Пульс давно участился, но я перестала слышать биение своего сердца – колючая пульсация в пальцах, затмила все звуки и мысли.
– Марк, отпусти меня, – я заёрзала, погибая от давления в груди. – Пожалуйста, – я скулила, но всем было всё равно, никто не хотел развязывать меня.
Я согнула пальцы пока ещё чувствовала их, и начала царапать верёвку короткими ногтями. Это не помогло и остался неприятный эффект – пальцы исчезли, больше я их не чувствовала.
Я заставляю дышать себя ровно, но от этого грудь вздымалась всё выше. Я начала шептать себе под нос слова успокоения. Представлять учителей и оскорблять их:
– Тарас бесчувственный, наглый, подонок. Чтобы он в ад попал вместе со своим сыном.
Я не должна думать о руках, что понемногу атрофировались.
Не думай о боли, Ангелина.
– Татьяна, правильно, что вы директриса этой школы. Гадкая женщина, тварь!
– Я думал, тебя пора развязывать. Но после твоих слов, я должен поступить как человек, попавший в ад, – Марк вошёл тихо. Выходя, он хлопнул дверью, а входя, не издал ни звука.
– Отпусти меня, пожалуйста, – старалась не хныкать, но слезам всё равно, они катились по щекам, а в носу неприятно хлюпало.
Пытаюсь пошевелить пальцами, но едва ощущаю в них движения.

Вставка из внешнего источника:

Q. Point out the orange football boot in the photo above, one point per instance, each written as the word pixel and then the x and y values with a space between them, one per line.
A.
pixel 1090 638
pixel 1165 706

Марк подходит к моей кровати, склоняется и касается верёвки. Он освобождает одну мою руку, и та постепенно падает на кровать. Её жжёт, по ней словно носятся мошки, те, что кусают кожу. Пальцы не сгибаются, рука не поднимается. Парализовало, надеюсь, ненадолго.
– Вторую развязывай сама.
– Как? Там слишком затянутый узел, – нужно попросить его по-хорошему, мягким голосом, но я кричу, пробуя приподняться, чтобы крик шёл прямо ему в лицо.
Марк не стал ничего говорить, он закатил глаза, потом посмотрел на меня взглядом раздражённого человека, и быстро покинул комнату, больше не оборачиваясь.
Выпустив злость ударами затылка об кровать, я принялась развязывать, практически пришедшей в себя рукой, узел.
Я не считала сколько сделала попыток, прежде чем освободила руку, но их было предостаточно, чтобы я снова начала плакать от безысходности.
Несколько минут в середине комнаты я разминала руки, после этого записала в тетрадь, что собираюсь выйти из комнаты в туалет и на улицу. Меня же уже наказали, значит, я могу погулять?